Thursday, October 25, 2007

Revisit: Plone/Zope is certainly doing alright

Around 13 months ago, just after I moved back to the U.S., I wrote a blog post saying "Zope ain't doing so bad."  It was written just after a small European consultancy made a surprise shift away from Zope, leaving some core supporters in the dark. I felt then that Zope was doing alright, as shown by Martijn Faassen's storytelling and Plone's demand.

A little over a year has passed, and what's the verdict?  Well, Plone 3 is out and is, frankly, kicking ass.  Sure, it's software gumbo, but the software is just an artifact of the community, which is smokin'. Grok has attracted a real, real community and has a positive attitude, especially towards the initial experience.

And now there's Repoze, about which Chris McDonough recently wrote:

I was not happy about continuing to be a Zope developer. Now I'm better.

I'll be writing more about Repoze, what it is (and isn't), and why it matters.  For now, as Chris said, we can talk about Zope without having to deny that we farted.

9:54:15 AM   comment []   

Web CMS Trends: So much for my theory

CMSWatch just wrapped up the (for-fee) Web CMS Report 2008 and, right off the bat, I can see long-standing assumptions changing:

Trend #1: A Return to Coupled Production and Delivery

There goes my theory.  For years I've said that Plone has to get out of the content delivery business and make it clear, in its positioning statement, that Plone is for content management.

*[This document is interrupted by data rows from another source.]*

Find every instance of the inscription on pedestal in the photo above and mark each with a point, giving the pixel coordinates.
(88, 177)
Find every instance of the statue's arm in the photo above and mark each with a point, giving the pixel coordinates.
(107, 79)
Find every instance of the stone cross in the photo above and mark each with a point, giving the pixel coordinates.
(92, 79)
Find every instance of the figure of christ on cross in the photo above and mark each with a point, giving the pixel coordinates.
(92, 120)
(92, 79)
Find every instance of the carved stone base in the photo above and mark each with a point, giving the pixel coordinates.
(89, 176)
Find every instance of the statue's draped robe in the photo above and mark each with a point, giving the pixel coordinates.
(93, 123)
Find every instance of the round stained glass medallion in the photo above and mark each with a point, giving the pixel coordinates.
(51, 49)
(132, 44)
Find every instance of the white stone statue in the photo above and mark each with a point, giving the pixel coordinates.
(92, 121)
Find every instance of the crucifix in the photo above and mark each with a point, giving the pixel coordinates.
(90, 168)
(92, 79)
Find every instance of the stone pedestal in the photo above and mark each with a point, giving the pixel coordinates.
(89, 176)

The CMS market had been organized into a split between management and delivery.  Namely, Pager Guy wants some boring stack to get his 5 nines of uptime using a stack he already knows.

Well well, the market seems to want the New New Thing.  Meaning, interactive pages and user-contributed content.  Meaning, what Zope/Plone has always been about.  Back to the future, eh?

Good to see SOAP getting it come-uppance.  Good also to see a recognition that content-as-XML is starting to matter some (coarse-grained) on the way to mattering more (fine-grained).  Perhaps it is time to think of XML as our issue.  Most of the time it feels like our first response is "XML is vaporstupid", then the next response is, "Sure, we do XML because ZPT can generate XML, knock yourself out on that and good luck."

But, I'm a broken record on this.  Seems like the market might be also.

Kind of funny the reaction about "JCR Indifference" and the real motivations at play there.

And finally, a point about our role in the drama.

And as you might expect, most innovation happens at the lower and middle tiers of the marketplace.

At the Plone Conference 2007 in Italy a couple of weeks ago, during my talk I mentioned my standard "Plone is in the $50-$250k deal size arena."  Someone challenged me on that, saying: "That is way, way bigger than anything we do."  I had to point out that I meant where we fit in the commercial CMS market, where deals are measured as 1/3 software, 1/3 hardware, 1/3 consulting.

I have always thought that Plone was in the very top of the middle tier.  Software-wise, the addition of features such as versioning in Plone 3.0 move it closer to the bottom of the upper tier, although Plone's ecosystem can't yet support all the "whole product" stuff needed to thrive there.

But let's talk turkey about what that space means.  From Jeff Potts' notes on Tom Austin's recent Gartner keynote we see:

...Average spend on content management is $475,000 for 250 users.

Woooooo doggies.  And that's filed under the heading "Basic Content Services (BCS)" with a first bullet of "Good enough is good enough".